例えば、80年代の歌謡曲が再度売れ始めたり、シニア層が昔買えなかったスポーツカーを購入したり、ガンダムやエヴァンゲリオンを大人が見に行ったりすることが挙げられると思います。最近の70~80年代のシティポップが若年層で流行ったのは、明らかに昔シティポップを聴いていた世代ではないので、懐古型というよりもリバイバル型と言った方が適切かもしれません。

9. イノベーション型

イノベーション型は、製品の品質や機能を上げたバージョンを繰り返し販売することで、バージョンアップの度に市場が拡大していくライフサイクルです。

多くの電気製品やパソコン、携帯電話、スマートフォンおよびソフトウェア製品もイノベーション型に相当すると思います。ただし、ここで言うイノベーションは、クリステンセン教授の「イノベーションのジレンマ」でいうところの「持続的イノベーション」のことです。そのため、イノベーション型のライフサイクルを辿っていても、いつかは顧客が要求する性能を超えてしまい、いくらバージョンアップしても販売量が伸びない時期に到達してしまうことでしょう。

10. リサイクル型

リサイクル型は、陳腐化して忘れられていたような製品が、別の用途が判明することで、再び息を吹き返すライフサイクルです。懐古型と似ていますが、新しい用途によって市場が拡大していく点が異なります。

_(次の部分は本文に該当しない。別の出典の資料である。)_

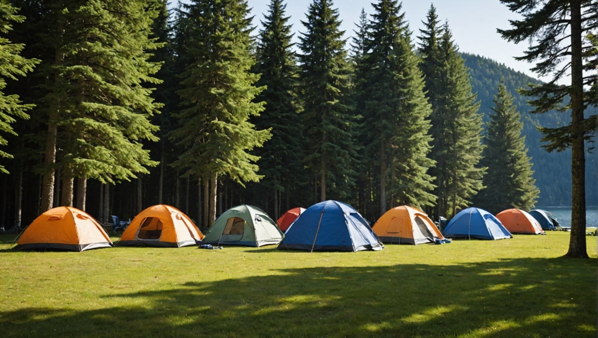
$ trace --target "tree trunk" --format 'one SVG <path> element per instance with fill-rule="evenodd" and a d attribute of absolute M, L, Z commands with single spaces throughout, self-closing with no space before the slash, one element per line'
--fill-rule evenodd
<path fill-rule="evenodd" d="M 20 232 L 21 229 L 21 214 L 23 205 L 23 165 L 20 163 L 17 173 L 17 181 L 14 182 L 14 224 L 13 232 Z"/>
<path fill-rule="evenodd" d="M 87 194 L 87 179 L 80 177 L 77 182 L 77 207 L 85 211 L 85 197 Z"/>
<path fill-rule="evenodd" d="M 60 169 L 56 172 L 54 182 L 54 205 L 60 205 Z M 43 182 L 42 183 L 43 186 Z"/>
<path fill-rule="evenodd" d="M 62 27 L 60 28 L 62 29 Z M 62 64 L 64 56 L 59 50 L 54 54 L 54 63 L 57 66 Z M 60 72 L 56 70 L 54 74 L 54 82 L 58 84 L 60 82 Z M 44 179 L 42 182 L 41 201 L 40 211 L 44 212 L 50 210 L 53 206 L 54 202 L 54 168 L 56 163 L 56 135 L 58 131 L 58 125 L 56 120 L 60 116 L 60 101 L 50 105 L 50 114 L 48 116 L 48 133 L 45 139 L 45 154 L 44 164 L 45 166 L 45 172 L 44 173 Z M 72 204 L 72 203 L 71 203 Z"/>
<path fill-rule="evenodd" d="M 2 176 L 2 186 L 4 187 L 4 188 L 2 190 L 2 203 L 0 204 L 0 232 L 4 231 L 4 226 L 6 221 L 6 202 L 7 202 L 7 191 L 8 187 L 8 175 L 3 175 Z"/>
<path fill-rule="evenodd" d="M 380 214 L 386 212 L 386 149 L 384 138 L 380 144 Z"/>
<path fill-rule="evenodd" d="M 216 220 L 216 193 L 218 184 L 218 176 L 216 173 L 212 174 L 212 185 L 210 187 L 210 223 L 211 226 Z"/>
<path fill-rule="evenodd" d="M 144 179 L 140 174 L 139 178 L 137 179 L 137 208 L 136 208 L 136 214 L 139 214 L 143 211 L 143 184 Z"/>
<path fill-rule="evenodd" d="M 202 223 L 202 179 L 197 179 L 197 223 Z"/>
<path fill-rule="evenodd" d="M 187 174 L 187 185 L 185 191 L 185 213 L 187 215 L 189 214 L 189 181 L 190 179 L 191 176 Z"/>
<path fill-rule="evenodd" d="M 179 186 L 180 185 L 180 179 L 179 179 L 179 170 L 176 170 L 176 183 L 175 184 L 176 193 L 175 194 L 175 206 L 177 209 L 181 209 L 181 192 Z"/>
<path fill-rule="evenodd" d="M 222 184 L 220 182 L 220 188 L 218 189 L 218 215 L 222 214 Z"/>
<path fill-rule="evenodd" d="M 290 204 L 289 203 L 289 185 L 288 184 L 287 184 L 286 187 L 285 188 L 285 194 L 286 196 L 286 204 L 285 206 L 285 210 L 286 211 L 286 210 L 288 210 L 289 209 L 289 205 Z"/>
<path fill-rule="evenodd" d="M 210 181 L 203 181 L 203 227 L 209 227 L 209 218 L 210 215 Z"/>
<path fill-rule="evenodd" d="M 571 236 L 568 257 L 587 258 L 585 244 L 585 154 L 584 142 L 584 83 L 582 57 L 581 0 L 571 4 Z"/>
<path fill-rule="evenodd" d="M 104 185 L 102 183 L 100 183 L 100 203 L 99 207 L 97 208 L 97 220 L 100 222 L 100 224 L 103 224 L 106 223 L 104 220 Z"/>
<path fill-rule="evenodd" d="M 162 149 L 160 155 L 160 181 L 158 182 L 158 204 L 162 204 L 162 193 L 164 187 L 164 141 L 161 142 Z"/>
<path fill-rule="evenodd" d="M 62 172 L 62 197 L 60 199 L 62 205 L 65 206 L 73 206 L 74 184 L 72 170 L 70 167 L 65 166 Z"/>
<path fill-rule="evenodd" d="M 102 211 L 105 222 L 112 223 L 110 217 L 110 184 L 104 184 L 104 209 Z"/>
<path fill-rule="evenodd" d="M 274 220 L 278 219 L 278 190 L 274 189 Z"/>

例として真っ先に思いつくのは、ウェブ系プログラミング言語のJavaScriptですね。2000年にはすでに存在していたJavaScriptは、2006年頃にはすでに使い古された流行遅れのプログラミング言語という認識が広まっていました。ところが、GoogleがGoogleMapと非同期通信の仕組みであるAjaxを発表したことによって、その有用性が再認識され、完全に息を吹き返しました。その後、prototype.jsとNode.jsといったライブラリを経て、今ではウェブプログラミングで使用するのが当たり前になっています。


ということで、10パターンのプロダクト・ライフサイクルを紹介しました。

自分的には、どれも「言われてみれば、確かにそういう製品もあるよな」と思うものばかりでした。

他にもパターンがあるようなので、ぜひ探してみてください。

製品のプロダクト・ライフサイクルが分かっていると、どのような戦略をとれば良いのか推測できるようになりますね。